Small businesses and their battle to stay afloat

Peyton Thompson, Editor in chief

The past 10 months of COVID-19 and quarantining have brought a lot of struggles, impacting schools, students, and families. However, one group not discussed as in depth as it deserves, is the effect the virus has had on small businesses in the community. 

With state mandates causing certain businesses to shut down operation early on in the pandemic, for some, the struggle was immense in trying to recover lost revenue. In fact, according to CNBC and yelp data, 97,966 small businesses across the country have closed their doors for good, representing around 60 percent of small businesses in total.

Kaden Ryback, former employee at the frozen yogurt shop, Top That, goes into his experience on working at a small business during the pandemic before they shut down for good on July 28.

“The thing that really hit us the hardest was the fact that when restrictions really started hitting in March and the pandemic really started to pick up. There were two dueling factors that really contributed to the end of the shop,” Ryback said. “The first one being health concerns, and this goes for any business right now; if you are a business that provides food, you’re having a hard time because people don’t want to come in and actually eat your food or dine in because they have health and safety concerns, which totally makes sense because of the pandemic.”

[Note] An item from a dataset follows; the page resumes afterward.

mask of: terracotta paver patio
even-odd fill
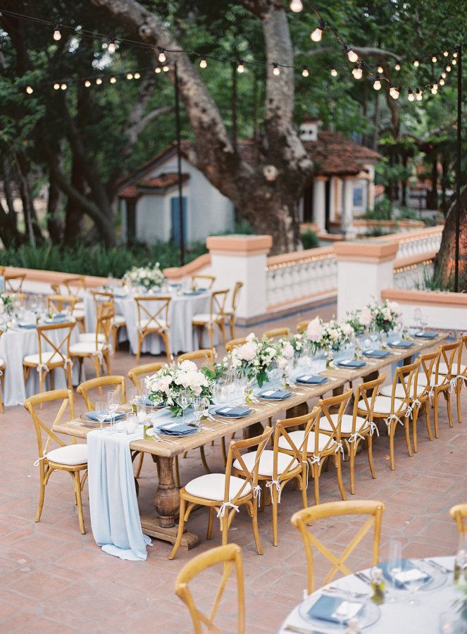
[[[320,310],[325,318],[334,307]],[[292,327],[312,313],[263,324],[268,327],[287,324]],[[250,329],[251,330],[251,329]],[[247,334],[237,330],[237,336]],[[141,363],[161,358],[142,356]],[[113,373],[126,374],[135,365],[135,357],[126,352],[113,359]],[[87,376],[92,376],[90,366]],[[313,402],[310,402],[311,404]],[[84,402],[77,397],[77,411],[84,411]],[[462,408],[467,419],[467,389],[463,390]],[[44,411],[46,410],[44,409]],[[382,433],[374,447],[377,479],[372,480],[366,454],[356,458],[355,498],[379,499],[386,504],[382,522],[381,555],[388,552],[389,541],[399,538],[404,554],[410,557],[450,555],[457,547],[457,533],[449,509],[467,501],[466,423],[460,425],[454,408],[455,423],[447,422],[444,399],[440,404],[440,438],[430,442],[425,418],[418,424],[418,452],[409,456],[404,434],[396,439],[396,470],[389,468],[387,437]],[[205,540],[207,514],[194,511],[188,530],[201,537],[201,546],[189,552],[180,549],[173,561],[168,559],[170,547],[154,540],[145,562],[121,561],[103,553],[91,533],[87,488],[83,506],[87,533],[80,533],[73,502],[71,478],[64,473],[52,475],[46,490],[42,520],[35,523],[39,492],[35,433],[32,421],[22,407],[8,408],[0,416],[0,442],[4,457],[0,466],[0,631],[2,632],[95,632],[153,631],[191,632],[188,611],[175,595],[177,573],[193,556],[220,543],[215,523],[213,539]],[[206,449],[213,471],[223,470],[218,443]],[[344,464],[344,480],[349,493],[348,465]],[[193,451],[180,459],[182,483],[204,473],[199,452]],[[139,480],[142,511],[153,509],[152,499],[157,476],[152,461],[144,461]],[[320,478],[322,502],[340,499],[332,466]],[[309,502],[313,501],[309,487]],[[297,529],[290,523],[292,514],[301,507],[298,490],[286,487],[279,508],[279,546],[272,545],[270,507],[259,515],[260,535],[264,555],[256,551],[251,520],[244,510],[234,519],[229,539],[243,550],[246,584],[247,631],[275,631],[288,612],[302,598],[306,587],[306,564],[303,545]],[[346,543],[358,523],[348,520],[323,521],[314,530],[330,548],[339,549]],[[370,562],[369,541],[363,542],[349,559],[354,569]],[[328,567],[316,559],[319,584]],[[218,583],[218,571],[211,571],[194,584],[199,606],[208,609]],[[230,584],[223,604],[219,625],[235,631],[235,593]],[[437,623],[434,626],[437,628]]]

However Ryback’s next reason is one that’s not quite as easily recognizable. The fact that people neglected to recognize small businesses as a whole may have had a larger underlying impact. 

“But the second one is the fact that I feel like people have the tendency to look at stores closing down and they look at them as singular events, but it really is more of a chain reaction,” Ryback said.

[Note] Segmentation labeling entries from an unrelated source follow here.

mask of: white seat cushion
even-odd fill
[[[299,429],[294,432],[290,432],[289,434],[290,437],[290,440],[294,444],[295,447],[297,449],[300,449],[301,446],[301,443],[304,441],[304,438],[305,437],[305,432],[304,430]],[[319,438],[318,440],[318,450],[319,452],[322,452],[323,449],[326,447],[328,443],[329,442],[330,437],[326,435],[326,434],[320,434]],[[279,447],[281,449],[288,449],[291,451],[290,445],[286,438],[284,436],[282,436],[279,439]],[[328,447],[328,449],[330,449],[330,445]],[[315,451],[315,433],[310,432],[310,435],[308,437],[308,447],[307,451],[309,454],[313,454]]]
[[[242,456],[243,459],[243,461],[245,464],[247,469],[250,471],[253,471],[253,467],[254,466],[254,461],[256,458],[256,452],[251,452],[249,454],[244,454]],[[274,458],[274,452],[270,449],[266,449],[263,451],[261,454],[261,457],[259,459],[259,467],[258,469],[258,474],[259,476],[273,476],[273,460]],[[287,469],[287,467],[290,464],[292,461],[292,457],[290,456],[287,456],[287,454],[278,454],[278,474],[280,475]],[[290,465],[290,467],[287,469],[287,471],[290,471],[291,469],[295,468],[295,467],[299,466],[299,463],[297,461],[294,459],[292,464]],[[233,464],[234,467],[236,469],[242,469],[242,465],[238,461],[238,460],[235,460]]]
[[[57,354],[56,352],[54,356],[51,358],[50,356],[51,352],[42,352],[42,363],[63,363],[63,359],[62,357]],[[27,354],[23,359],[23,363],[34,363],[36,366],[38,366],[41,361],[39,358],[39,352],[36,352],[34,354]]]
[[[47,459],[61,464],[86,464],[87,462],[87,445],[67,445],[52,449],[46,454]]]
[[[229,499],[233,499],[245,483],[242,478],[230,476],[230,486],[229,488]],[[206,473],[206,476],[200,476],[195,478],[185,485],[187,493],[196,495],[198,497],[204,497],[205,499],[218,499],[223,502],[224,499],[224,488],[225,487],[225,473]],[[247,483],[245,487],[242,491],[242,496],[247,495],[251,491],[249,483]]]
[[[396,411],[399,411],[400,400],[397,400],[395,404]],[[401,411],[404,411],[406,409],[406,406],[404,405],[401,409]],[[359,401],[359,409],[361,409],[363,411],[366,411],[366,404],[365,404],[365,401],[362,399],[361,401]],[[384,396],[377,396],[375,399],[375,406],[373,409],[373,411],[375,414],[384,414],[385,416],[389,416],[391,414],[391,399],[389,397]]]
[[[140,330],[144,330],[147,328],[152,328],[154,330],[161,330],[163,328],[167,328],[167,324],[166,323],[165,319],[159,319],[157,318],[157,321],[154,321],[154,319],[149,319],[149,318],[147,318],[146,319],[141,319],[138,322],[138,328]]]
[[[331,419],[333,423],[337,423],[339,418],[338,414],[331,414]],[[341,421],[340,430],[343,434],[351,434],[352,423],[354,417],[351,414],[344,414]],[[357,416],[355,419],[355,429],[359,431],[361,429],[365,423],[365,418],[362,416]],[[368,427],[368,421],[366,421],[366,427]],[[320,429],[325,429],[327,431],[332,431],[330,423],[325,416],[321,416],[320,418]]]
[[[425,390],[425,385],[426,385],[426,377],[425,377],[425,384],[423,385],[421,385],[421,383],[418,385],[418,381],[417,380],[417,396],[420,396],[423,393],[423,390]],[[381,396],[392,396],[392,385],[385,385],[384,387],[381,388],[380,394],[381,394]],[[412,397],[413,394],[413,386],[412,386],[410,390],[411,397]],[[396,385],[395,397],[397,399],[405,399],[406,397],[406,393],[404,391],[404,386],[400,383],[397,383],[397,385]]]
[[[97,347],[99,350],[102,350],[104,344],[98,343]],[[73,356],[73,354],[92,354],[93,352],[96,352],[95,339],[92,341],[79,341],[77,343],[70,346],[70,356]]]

This chain reaction is caused by the amount of foot traffic stores get when operating their business in relatively the same location. Due to the fact that stores and other restaurants were shutting down one by one after restrictions were put in place, small businesses who depended on the flow of customers from these other companies, such as Top That, lost income and eventually had to close.

“When all of the other places around started to restrict their hours or close entirely, that ended up doing us in because we weren’t able to pull any business from those shops. I always bring that up because it really is the biggest thing that contributed to the shop closing down; it’s just the fact that businesses rely on each other and when one goes down it’s going to hamper how the other one functions,” Ryback said.

In contrast, other businesses, such as Outdoor Grilling Company, a catering business, were not quite as impacted. Abby Denman, junior, painted a picture of her experience working for her father’s business during the early stages of the pandemic.

“It hasn’t really impacted it that much except for when it got really bad, we had to work around it and a lot of sales went down, and we had to adjust to wearing the masks and cleaning everything and just taking extra precautions and things like that. But yeah, sales have definitely gone down, but we worked around it by finding other things to do,” Denman said. 

Sometimes the only thing to do to get out of a tough situation is finding ways to adapt, and Denman’s company did just that. By moving their business into a sort of food truck operation, they were able to get sales back up while still maintaining a safe and precautionary sales environment for their customers. 

“He had a trailer and through the beginning when COVID-19 was really bad and everyone was quarantined, we had deliveries of food come and we packaged everything so they were ready; so they just came by, got the food, and we gave it to them; that way people didn’t have to sit down at a table and contaminate some things, so they just had it ready to go and they just took it home,” Denman said.

Top That also found ways to adjust the way they did business to adhere to the CDC’s guidelines. Unfortunately it just didn’t work out in the long run. They did everything between starting a website to take online orders, to going and customizing the yogurt cups themselves for the customers and doing curbside pickup. 

“One of the things that the state told us to do was if it specifically said for self served food places and in particular buffets, they would have to close down or they had to have somebody giving out the food, so customers could no longer serve themselves,” Ryback said. “And that restriction I believe hit during April, the lockdown month, and what we ended up having to do was we basically made people’s cups of yogurt all by themselves; they would just tell us what they wanted and we would fill it up and do the toppings.”

Although this year has been a challenge through multiple perspectives, small businesses are finding ways to persevere through the current debilitating economic times. However, the only way this is possible is through the help of people in the community.

“Trying to promote yourself as a small business is one of the best things you could do as a small business. Because at least in my opinion, and I feel like a lot of people feel this way too, people genuinely want to come out of the way to support small businesses when they are told that they are struggling,” Ryback said.